Methods The additional 37 parameters of interest were exported from the Scheimpflug camera software for images of eyes undergoing DMEK and were combined with all previous 180 parameters originally considered for the predictive model. Gradient boosting machine (GBM) models were used to determine the 5 parameters with highest relative influence. A regression model was derived from the 5 highest relative influencers and goodness-of-fit of predicted vs. observed improvement in CCT was assessed in derivation and validation groups.

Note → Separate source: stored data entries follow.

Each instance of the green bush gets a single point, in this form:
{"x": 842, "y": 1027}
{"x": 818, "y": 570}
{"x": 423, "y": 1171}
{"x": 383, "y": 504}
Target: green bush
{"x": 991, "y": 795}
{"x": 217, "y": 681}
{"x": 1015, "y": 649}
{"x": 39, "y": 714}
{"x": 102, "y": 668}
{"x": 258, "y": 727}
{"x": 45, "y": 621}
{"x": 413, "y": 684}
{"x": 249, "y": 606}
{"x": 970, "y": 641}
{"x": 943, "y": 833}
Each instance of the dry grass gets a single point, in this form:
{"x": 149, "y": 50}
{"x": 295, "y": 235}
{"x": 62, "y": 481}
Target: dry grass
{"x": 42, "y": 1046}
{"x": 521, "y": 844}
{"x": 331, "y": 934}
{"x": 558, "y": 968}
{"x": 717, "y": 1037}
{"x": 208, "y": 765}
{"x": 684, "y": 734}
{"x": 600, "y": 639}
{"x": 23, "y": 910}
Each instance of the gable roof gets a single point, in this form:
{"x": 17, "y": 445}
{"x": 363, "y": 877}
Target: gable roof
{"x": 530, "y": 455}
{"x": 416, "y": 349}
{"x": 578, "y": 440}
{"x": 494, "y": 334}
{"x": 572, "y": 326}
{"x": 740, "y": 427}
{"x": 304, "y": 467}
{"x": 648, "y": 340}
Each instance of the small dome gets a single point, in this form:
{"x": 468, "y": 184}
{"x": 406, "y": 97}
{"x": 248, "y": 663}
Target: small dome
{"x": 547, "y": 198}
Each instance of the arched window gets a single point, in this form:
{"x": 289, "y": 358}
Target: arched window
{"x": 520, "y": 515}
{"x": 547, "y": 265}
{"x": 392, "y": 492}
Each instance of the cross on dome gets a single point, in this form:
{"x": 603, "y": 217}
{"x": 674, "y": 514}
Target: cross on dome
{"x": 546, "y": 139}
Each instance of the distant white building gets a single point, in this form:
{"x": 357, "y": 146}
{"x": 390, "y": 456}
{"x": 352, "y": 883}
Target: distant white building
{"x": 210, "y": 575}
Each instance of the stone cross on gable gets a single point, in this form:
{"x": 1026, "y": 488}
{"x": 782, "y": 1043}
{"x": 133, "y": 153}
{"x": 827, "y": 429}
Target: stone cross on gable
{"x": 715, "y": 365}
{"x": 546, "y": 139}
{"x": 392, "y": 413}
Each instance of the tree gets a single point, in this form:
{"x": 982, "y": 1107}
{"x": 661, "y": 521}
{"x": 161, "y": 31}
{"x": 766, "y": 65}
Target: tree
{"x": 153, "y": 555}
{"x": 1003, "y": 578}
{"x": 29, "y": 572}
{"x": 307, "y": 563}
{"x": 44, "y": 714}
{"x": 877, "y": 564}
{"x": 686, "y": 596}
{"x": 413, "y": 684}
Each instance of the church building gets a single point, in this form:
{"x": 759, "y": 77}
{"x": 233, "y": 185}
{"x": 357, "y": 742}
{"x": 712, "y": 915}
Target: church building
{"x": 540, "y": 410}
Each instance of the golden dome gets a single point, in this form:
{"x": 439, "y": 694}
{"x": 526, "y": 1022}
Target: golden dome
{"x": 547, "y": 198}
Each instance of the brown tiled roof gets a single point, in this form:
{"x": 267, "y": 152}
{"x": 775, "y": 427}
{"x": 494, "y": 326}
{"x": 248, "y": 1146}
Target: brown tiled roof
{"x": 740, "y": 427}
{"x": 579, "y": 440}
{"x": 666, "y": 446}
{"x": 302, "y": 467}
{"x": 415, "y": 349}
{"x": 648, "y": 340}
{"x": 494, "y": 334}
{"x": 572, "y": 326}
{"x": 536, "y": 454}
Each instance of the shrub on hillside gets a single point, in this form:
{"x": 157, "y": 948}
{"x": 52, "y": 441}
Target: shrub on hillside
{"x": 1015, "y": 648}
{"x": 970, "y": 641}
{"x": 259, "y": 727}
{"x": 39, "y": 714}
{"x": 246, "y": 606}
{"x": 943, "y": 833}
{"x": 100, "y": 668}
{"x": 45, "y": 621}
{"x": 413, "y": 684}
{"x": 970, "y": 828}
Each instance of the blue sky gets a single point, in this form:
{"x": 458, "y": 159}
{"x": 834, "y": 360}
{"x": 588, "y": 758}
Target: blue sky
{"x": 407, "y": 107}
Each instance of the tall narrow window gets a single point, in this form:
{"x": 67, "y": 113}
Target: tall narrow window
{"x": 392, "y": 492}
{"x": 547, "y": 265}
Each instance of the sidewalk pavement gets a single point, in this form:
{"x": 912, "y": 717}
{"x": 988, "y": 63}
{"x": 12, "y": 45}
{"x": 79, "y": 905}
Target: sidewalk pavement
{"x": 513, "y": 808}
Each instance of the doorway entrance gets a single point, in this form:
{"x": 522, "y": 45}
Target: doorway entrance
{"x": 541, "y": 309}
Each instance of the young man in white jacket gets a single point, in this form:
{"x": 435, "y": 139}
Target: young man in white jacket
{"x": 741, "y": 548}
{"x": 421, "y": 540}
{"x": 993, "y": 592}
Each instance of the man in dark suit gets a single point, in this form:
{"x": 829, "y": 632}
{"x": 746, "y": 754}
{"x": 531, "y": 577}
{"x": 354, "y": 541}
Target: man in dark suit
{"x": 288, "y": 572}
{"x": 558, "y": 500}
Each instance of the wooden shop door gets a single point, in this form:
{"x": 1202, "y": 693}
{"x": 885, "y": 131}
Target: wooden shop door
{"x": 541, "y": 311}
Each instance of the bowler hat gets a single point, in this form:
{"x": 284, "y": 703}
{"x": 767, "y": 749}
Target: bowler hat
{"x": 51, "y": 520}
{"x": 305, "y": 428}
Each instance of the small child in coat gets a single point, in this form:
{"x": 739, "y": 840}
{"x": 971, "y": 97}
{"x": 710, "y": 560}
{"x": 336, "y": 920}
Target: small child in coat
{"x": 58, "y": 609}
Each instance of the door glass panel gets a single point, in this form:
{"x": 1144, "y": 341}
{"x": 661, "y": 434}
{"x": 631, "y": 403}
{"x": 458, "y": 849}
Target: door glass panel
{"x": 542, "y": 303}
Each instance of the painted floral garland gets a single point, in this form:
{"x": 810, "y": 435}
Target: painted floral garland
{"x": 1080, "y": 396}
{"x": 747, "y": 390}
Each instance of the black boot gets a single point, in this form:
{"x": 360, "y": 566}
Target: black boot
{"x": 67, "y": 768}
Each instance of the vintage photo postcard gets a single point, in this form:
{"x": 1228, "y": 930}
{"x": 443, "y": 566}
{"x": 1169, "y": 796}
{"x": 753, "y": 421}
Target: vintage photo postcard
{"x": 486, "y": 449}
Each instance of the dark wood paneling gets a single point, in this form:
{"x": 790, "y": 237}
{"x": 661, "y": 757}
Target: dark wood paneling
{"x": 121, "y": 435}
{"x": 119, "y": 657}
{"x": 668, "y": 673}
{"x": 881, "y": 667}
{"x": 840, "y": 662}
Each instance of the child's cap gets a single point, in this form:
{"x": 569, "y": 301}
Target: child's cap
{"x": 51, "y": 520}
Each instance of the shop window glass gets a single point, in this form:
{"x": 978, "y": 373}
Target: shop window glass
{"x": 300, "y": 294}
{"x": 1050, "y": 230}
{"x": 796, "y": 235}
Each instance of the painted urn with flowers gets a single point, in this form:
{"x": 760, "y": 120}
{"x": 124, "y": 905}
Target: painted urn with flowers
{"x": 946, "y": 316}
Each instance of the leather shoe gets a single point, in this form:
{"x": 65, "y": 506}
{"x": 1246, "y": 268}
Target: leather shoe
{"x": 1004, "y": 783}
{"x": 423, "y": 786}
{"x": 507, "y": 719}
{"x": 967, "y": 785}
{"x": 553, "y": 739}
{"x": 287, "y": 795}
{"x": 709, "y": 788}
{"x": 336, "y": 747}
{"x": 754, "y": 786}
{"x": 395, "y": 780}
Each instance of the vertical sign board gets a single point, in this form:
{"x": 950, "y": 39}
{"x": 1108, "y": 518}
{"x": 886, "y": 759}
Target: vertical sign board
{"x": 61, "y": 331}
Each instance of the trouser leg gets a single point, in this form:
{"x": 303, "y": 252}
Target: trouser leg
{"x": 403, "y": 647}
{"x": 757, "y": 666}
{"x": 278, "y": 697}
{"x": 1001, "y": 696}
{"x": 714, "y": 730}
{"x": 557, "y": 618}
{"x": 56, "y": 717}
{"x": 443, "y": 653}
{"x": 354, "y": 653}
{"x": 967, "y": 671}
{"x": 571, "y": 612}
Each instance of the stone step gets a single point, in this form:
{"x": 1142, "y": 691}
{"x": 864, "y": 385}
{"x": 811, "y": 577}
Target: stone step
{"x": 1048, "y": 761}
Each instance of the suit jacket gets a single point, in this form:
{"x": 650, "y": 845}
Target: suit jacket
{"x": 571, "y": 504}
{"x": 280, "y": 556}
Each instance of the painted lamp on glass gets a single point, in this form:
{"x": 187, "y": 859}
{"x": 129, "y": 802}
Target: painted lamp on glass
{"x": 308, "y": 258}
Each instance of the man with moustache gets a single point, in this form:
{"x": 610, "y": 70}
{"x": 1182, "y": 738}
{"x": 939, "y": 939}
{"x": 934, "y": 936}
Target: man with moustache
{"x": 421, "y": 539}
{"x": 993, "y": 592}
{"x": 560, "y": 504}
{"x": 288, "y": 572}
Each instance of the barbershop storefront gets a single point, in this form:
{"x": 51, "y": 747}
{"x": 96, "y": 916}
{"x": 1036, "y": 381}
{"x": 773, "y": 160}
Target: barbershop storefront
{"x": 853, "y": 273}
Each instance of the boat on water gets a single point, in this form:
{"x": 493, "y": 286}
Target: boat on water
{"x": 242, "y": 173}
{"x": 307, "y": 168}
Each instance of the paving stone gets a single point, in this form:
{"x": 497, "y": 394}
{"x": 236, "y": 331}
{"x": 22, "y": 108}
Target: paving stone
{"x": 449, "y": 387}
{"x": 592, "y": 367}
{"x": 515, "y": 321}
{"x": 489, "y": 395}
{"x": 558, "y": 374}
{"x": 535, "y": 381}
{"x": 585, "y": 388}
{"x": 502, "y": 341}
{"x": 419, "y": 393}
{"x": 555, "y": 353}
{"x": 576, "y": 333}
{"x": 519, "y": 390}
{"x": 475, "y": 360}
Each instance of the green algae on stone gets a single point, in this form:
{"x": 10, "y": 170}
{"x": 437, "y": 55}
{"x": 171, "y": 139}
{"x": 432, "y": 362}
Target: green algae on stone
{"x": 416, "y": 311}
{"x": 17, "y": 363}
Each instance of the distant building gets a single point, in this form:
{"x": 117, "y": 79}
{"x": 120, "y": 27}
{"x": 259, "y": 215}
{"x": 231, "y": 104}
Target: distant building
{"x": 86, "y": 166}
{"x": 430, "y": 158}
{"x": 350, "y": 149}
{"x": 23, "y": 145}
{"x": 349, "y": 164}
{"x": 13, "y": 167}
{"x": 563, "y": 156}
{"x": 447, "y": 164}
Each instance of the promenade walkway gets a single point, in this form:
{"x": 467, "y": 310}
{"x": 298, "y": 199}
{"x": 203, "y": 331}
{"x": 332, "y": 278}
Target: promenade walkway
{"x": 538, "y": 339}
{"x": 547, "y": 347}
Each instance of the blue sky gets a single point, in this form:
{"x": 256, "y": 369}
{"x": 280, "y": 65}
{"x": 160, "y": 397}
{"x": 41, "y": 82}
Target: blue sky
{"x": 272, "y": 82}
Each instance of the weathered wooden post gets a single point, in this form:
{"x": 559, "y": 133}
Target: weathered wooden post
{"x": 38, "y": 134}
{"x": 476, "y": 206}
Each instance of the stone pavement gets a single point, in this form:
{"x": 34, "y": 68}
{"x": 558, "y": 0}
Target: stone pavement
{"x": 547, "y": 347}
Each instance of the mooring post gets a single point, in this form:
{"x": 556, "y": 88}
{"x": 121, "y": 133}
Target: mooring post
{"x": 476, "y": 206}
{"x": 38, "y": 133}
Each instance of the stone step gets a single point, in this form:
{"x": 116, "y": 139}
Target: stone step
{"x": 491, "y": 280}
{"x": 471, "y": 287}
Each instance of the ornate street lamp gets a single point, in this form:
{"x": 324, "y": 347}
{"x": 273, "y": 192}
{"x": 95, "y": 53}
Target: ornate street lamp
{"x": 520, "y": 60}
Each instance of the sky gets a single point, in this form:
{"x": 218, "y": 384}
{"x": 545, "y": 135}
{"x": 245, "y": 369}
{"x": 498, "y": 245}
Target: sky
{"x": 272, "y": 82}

Results Anterior and mid-corneal backscatter were high influencers along with isopach regularity parameters whereas pachymetric progression indices were not. After incorporating corneal backscatter, the predictive power (from R2) of the model in the derivation group was 79% (n=48). When the derivation model coefficients were applied to the validation group, the predictive power in the validation group was 72% (n=45).
Conclusions Combining anterior and mid-corneal backscatter with isopach regularity parameters creates a strong predictive model of CCT improvement after DMEK. However, the predictive power of this model did not improve the predictive power of the original model (derivation group, 80%; validation group, 78%). The predictive model could provide important ancillary test information to help inform clinical decision-making for FECD.